Hatherly era uma respeitada catedrática da Universidade Nova de Lisboa (na qual ajudou a fundar o Instituto de Estudos Portugueses) licenciada em Filologia Românica, e detentora de um doutoramento em Estudos Hispânicos.

Nascida em 1929, começou a sua carreira literária em 1958, sendo, com Ernesto de Melo e Castro, uma das figuras de proa do movimento da poesia experimental no nosso país. O jornalista autor deste artigo teve o privilégio de a entrevistar, há anos, para o DN Funchal, aquando de uma sua passagem pela Madeira. Já o mesmo fizera, então, com Ernesto de Melo e Castro. Isto passou-se nos (para nós, pelo menos…), saudosos tempos em que extensos trabalhos de Cultura tinham cabimento e lugar nas páginas daquele matutino.

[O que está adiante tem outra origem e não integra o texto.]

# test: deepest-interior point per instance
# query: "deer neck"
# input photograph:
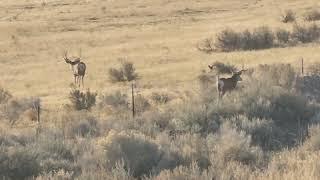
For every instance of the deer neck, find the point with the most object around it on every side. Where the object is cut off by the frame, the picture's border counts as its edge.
(74, 69)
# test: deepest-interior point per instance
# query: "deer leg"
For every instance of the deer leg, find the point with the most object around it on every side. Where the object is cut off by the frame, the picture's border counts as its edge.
(82, 81)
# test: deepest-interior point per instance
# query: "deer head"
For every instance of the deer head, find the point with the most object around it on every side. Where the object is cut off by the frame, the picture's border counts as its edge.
(74, 62)
(228, 84)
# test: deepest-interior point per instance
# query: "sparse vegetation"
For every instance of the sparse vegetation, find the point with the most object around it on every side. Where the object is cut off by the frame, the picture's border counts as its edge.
(82, 100)
(160, 98)
(125, 73)
(261, 38)
(306, 34)
(266, 128)
(288, 17)
(313, 15)
(283, 36)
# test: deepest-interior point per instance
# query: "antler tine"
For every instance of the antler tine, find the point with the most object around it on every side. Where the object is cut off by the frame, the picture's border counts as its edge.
(80, 53)
(65, 53)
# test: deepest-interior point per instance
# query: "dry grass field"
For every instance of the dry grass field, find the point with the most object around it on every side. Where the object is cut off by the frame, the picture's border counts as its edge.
(268, 128)
(160, 37)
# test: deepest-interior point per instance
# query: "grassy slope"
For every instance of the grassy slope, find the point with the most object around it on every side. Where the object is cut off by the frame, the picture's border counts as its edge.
(159, 36)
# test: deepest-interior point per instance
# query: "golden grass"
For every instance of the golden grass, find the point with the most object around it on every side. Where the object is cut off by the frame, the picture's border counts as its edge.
(160, 37)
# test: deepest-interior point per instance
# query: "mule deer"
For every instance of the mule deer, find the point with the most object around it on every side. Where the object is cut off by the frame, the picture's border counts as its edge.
(228, 84)
(78, 69)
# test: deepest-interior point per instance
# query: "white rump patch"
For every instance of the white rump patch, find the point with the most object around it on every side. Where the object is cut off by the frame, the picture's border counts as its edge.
(220, 84)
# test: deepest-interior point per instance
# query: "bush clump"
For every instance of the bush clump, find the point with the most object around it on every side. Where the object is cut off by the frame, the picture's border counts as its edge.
(125, 73)
(160, 98)
(229, 40)
(15, 109)
(82, 100)
(288, 16)
(283, 36)
(138, 153)
(313, 15)
(306, 34)
(116, 100)
(4, 96)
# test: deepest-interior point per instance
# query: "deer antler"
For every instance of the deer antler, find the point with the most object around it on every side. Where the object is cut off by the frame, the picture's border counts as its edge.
(80, 53)
(210, 67)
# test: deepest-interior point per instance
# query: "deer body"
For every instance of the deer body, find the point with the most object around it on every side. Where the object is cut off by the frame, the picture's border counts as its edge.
(78, 69)
(227, 84)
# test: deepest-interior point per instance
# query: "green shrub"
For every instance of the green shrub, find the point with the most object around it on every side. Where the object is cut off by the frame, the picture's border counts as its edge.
(18, 163)
(125, 73)
(160, 98)
(141, 104)
(139, 154)
(4, 96)
(116, 75)
(116, 100)
(283, 36)
(229, 40)
(232, 145)
(305, 34)
(14, 108)
(313, 15)
(82, 100)
(82, 125)
(129, 71)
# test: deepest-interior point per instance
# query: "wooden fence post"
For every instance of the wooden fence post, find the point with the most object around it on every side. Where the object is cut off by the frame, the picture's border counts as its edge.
(38, 110)
(133, 105)
(302, 68)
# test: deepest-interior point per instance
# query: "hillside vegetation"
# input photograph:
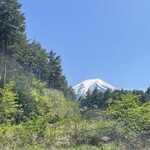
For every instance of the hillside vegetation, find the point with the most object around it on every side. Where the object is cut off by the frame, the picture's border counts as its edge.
(38, 109)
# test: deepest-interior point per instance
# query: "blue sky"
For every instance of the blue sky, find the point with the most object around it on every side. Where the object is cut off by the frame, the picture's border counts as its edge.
(106, 39)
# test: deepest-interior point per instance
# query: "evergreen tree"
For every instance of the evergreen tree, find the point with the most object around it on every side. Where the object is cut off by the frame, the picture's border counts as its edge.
(55, 76)
(11, 23)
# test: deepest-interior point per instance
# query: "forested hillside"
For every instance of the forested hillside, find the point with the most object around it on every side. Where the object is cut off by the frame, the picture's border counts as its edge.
(39, 110)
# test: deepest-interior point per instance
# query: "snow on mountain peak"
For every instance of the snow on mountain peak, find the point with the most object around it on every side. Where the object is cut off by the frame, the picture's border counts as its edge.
(91, 84)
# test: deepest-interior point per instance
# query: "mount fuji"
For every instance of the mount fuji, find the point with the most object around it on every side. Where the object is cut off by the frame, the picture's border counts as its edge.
(91, 84)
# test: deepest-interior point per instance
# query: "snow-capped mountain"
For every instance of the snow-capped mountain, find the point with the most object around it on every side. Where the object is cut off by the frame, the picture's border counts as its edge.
(91, 84)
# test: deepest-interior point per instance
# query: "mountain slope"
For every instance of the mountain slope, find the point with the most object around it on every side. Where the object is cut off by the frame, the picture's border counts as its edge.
(91, 84)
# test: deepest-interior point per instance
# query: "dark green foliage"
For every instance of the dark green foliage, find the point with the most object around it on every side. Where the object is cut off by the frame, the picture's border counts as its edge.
(11, 23)
(36, 111)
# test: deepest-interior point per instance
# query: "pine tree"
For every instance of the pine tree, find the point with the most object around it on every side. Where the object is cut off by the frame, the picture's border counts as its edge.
(11, 23)
(55, 76)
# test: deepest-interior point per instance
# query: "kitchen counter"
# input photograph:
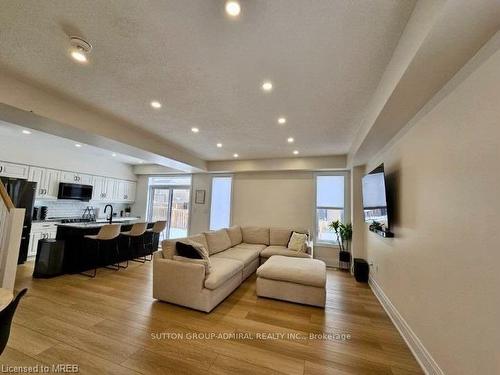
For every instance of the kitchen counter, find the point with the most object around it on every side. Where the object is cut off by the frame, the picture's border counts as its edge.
(100, 223)
(78, 253)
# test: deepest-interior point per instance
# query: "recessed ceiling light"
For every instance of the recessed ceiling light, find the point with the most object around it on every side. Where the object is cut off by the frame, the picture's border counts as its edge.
(233, 8)
(267, 86)
(80, 48)
(155, 104)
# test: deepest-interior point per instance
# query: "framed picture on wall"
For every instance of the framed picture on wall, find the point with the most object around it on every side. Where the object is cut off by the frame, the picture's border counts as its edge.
(199, 197)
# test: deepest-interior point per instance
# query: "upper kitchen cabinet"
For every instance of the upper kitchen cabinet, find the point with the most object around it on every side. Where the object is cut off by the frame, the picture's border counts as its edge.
(77, 178)
(103, 189)
(47, 181)
(13, 170)
(125, 191)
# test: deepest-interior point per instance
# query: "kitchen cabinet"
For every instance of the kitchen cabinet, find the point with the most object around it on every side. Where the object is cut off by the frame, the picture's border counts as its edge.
(47, 181)
(103, 189)
(76, 178)
(125, 191)
(13, 170)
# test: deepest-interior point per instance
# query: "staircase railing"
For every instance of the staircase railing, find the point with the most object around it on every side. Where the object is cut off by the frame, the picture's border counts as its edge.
(11, 229)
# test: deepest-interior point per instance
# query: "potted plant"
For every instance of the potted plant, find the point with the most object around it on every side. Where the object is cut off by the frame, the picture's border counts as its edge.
(344, 237)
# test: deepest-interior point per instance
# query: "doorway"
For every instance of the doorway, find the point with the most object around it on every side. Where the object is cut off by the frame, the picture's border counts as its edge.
(170, 203)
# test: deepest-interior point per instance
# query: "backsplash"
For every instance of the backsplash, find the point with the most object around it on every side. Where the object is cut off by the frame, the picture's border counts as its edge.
(74, 209)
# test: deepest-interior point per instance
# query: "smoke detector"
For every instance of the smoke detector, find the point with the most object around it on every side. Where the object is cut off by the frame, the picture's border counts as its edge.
(80, 48)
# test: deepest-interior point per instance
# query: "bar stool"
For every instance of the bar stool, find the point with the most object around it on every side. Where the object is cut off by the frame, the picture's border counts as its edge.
(107, 232)
(136, 233)
(155, 232)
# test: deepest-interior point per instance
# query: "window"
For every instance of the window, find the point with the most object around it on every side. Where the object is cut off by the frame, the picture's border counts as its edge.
(220, 209)
(330, 205)
(169, 199)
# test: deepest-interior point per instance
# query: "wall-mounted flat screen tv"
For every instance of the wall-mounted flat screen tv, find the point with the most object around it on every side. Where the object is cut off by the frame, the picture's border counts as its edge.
(375, 197)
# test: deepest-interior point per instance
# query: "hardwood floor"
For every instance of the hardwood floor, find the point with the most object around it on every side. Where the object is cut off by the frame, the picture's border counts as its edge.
(111, 324)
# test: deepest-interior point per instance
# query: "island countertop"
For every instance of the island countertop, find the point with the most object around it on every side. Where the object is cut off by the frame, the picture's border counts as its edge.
(79, 253)
(98, 224)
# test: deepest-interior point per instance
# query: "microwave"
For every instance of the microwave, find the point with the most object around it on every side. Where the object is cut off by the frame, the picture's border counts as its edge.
(75, 192)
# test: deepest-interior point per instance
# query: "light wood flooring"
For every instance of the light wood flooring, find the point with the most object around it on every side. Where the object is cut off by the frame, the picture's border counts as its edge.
(105, 325)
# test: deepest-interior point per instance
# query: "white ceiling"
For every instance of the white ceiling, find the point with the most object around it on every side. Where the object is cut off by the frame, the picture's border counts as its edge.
(58, 145)
(325, 58)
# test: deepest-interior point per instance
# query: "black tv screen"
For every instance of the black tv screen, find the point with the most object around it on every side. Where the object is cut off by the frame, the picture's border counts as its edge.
(375, 197)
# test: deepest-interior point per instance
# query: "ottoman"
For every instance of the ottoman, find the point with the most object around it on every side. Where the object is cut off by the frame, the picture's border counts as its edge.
(299, 280)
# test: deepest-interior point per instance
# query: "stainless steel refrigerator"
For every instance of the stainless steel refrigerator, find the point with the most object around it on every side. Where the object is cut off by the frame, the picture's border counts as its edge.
(22, 194)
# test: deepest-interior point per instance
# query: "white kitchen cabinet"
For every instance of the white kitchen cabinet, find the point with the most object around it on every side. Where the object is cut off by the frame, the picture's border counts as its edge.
(86, 179)
(103, 189)
(125, 191)
(69, 177)
(47, 181)
(51, 183)
(13, 170)
(37, 174)
(76, 178)
(130, 191)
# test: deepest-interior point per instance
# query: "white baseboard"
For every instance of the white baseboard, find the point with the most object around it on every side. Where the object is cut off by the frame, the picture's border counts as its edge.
(423, 357)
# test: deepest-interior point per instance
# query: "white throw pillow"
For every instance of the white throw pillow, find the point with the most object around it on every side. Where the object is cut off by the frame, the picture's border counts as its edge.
(297, 241)
(203, 262)
(203, 253)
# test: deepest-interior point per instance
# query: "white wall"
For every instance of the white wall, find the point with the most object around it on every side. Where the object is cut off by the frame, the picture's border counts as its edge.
(200, 213)
(283, 199)
(441, 269)
(140, 207)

Uma das fundadoras do Pen Clube português, esta autora veria, mais tarde, a sua obra premiada quer por esta agremiação, quer pela Associação Portuguesa de Escritores (APE). Foi-lhe atribuída em 2009 a condecoração de Grande Oficial da Ordem do Infante D. Henrique.

Além do Pen Clube, ajudou a fundar publicações como ‘Incidências’ e ‘Claro- Escuro’.

Entre as suas obras, contam-se títulos como “Um ritmo perdido” e “As aparências”. “Eros frenético”, “Anagramas”, “A dama e o cavaleiro”, a série “Tisanas”, “Rilkeana”, “A mão inteligente” e “O cisne intacto: Outras metáforas – Notas para uma teoria do poema-ensaio”.

No domínio das artes plásticas, tem obra em Serralves e na Gulbenkian. O seu espólio está na Biblioteca Nacional, na Gulbenkian e no Arquivo de Cultura Portuguesa Contemporânea.

Era uma pessoa de singular gentileza e amabilidade, com a simplicidade dos verdadeiramente grandes, que gostava de conversar sobre temas da cultura e da actualidade. Muito se perde com a sua partida.